All laws should have sunset provisions. No really, I mean it.
Those with strong support should have longer terms, maybe 100 years, but even the "obvious" ones should have sunset provisions. The Constitution? The only reason it has survived so long is because it has been modified, which is the whole point of sunset provisions. Do you think the Constitution would still work today if the three-fifths clause were still in effect or if women couldn't vote? The point of sunset provisions isn't to get rid of laws, but to give people an opportunity to correct problems with them. Yes, we correct problems with laws, but it takes an act of congress (literally) to get a law modified that desperately needs it, and you can forget about improving the hundreds of laws that have lots of problems but aren't on anybody's campaign points.

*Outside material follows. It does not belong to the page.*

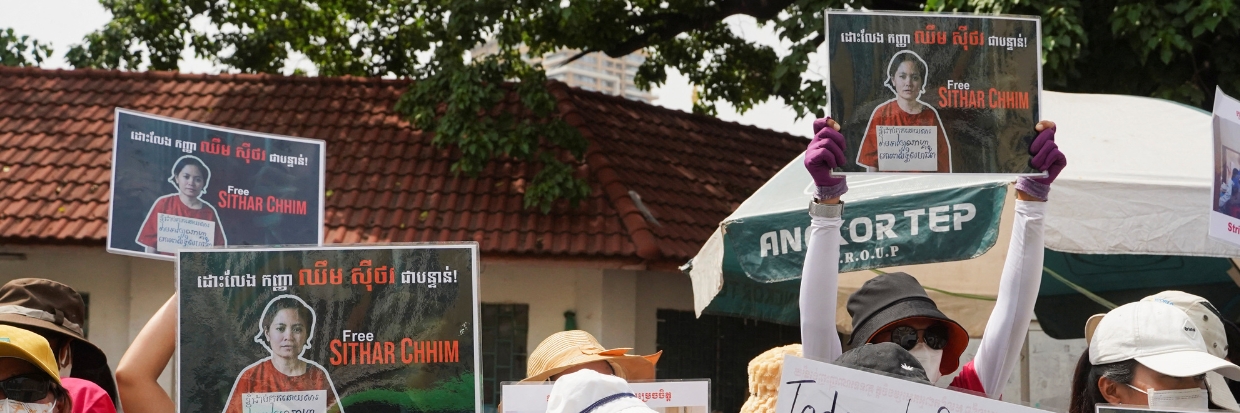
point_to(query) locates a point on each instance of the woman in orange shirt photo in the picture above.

Or would you argue that there should be sunset provisions on the laws against murder?
Yes, of course there should be! Yes, murder should be illegal, but no, of course the laws we had for murder in the 1800's should not be in effect and they absolutely should be re-evaluated after a reasonable period of time has passed.
1800: Senator Bob: So it looks like the murder law is in sunset, do we vote to renew it?

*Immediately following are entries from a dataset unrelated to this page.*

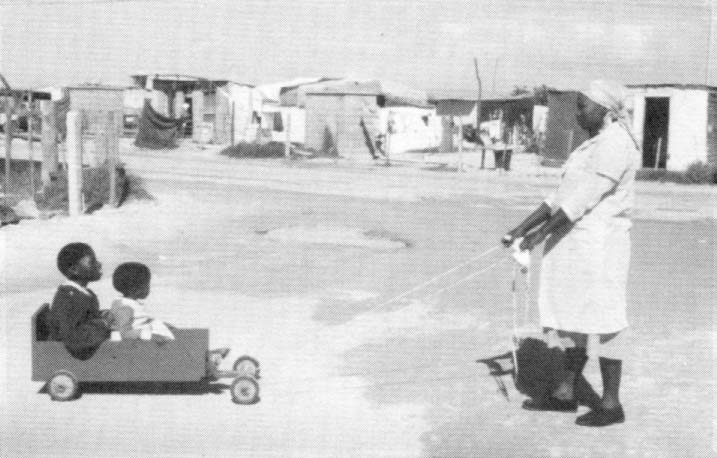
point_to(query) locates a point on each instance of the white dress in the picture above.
(584, 269)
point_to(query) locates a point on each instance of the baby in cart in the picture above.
(130, 318)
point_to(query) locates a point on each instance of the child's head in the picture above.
(77, 262)
(132, 280)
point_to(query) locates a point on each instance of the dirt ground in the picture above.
(343, 375)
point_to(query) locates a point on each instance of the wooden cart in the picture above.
(186, 359)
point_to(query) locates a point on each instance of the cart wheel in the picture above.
(63, 386)
(247, 366)
(245, 390)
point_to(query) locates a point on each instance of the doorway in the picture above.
(654, 143)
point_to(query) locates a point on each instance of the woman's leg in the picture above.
(610, 410)
(575, 359)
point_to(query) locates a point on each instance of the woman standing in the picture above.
(587, 253)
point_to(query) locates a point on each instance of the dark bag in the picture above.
(540, 368)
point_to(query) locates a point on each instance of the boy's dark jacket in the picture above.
(75, 319)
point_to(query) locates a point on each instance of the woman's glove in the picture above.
(532, 240)
(541, 214)
(556, 221)
(512, 236)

1800: Senator Kim: No, my constituents think hanging is barbaric and want to switch to the electric chair, so we need to rewrite the law.
1900: Senator Ralph: So it looks like the murder law is in sunset, do we vote to renew it?
1900: Senator Kelly: No, my constituents think murder shouldn't have an automatic death penalty, and some people should just be imprisoned, so we need to rewrite the law.
And the budget? While I'm making imaginary changes to how US law works, I have a fix for the budget problem too. It should be required to be set three years in advance, with Congress and the Senate sequestered, with no other legislative action allowed until they have passed it. Emergency funding for unexpected issues should be what gets debated, not what we could have seen coming three years ago (or 50 for that matter.)
Every new law should have a sunset provision of 1 year to give it a chance at debate every year until (at least) every representative who was present when it was introduced is out of office. After that set a cap of 10 years, then 20, then 40, then 80 and max it at 120 since that's long enough that you can depend on the generation that got it passed to have also passed.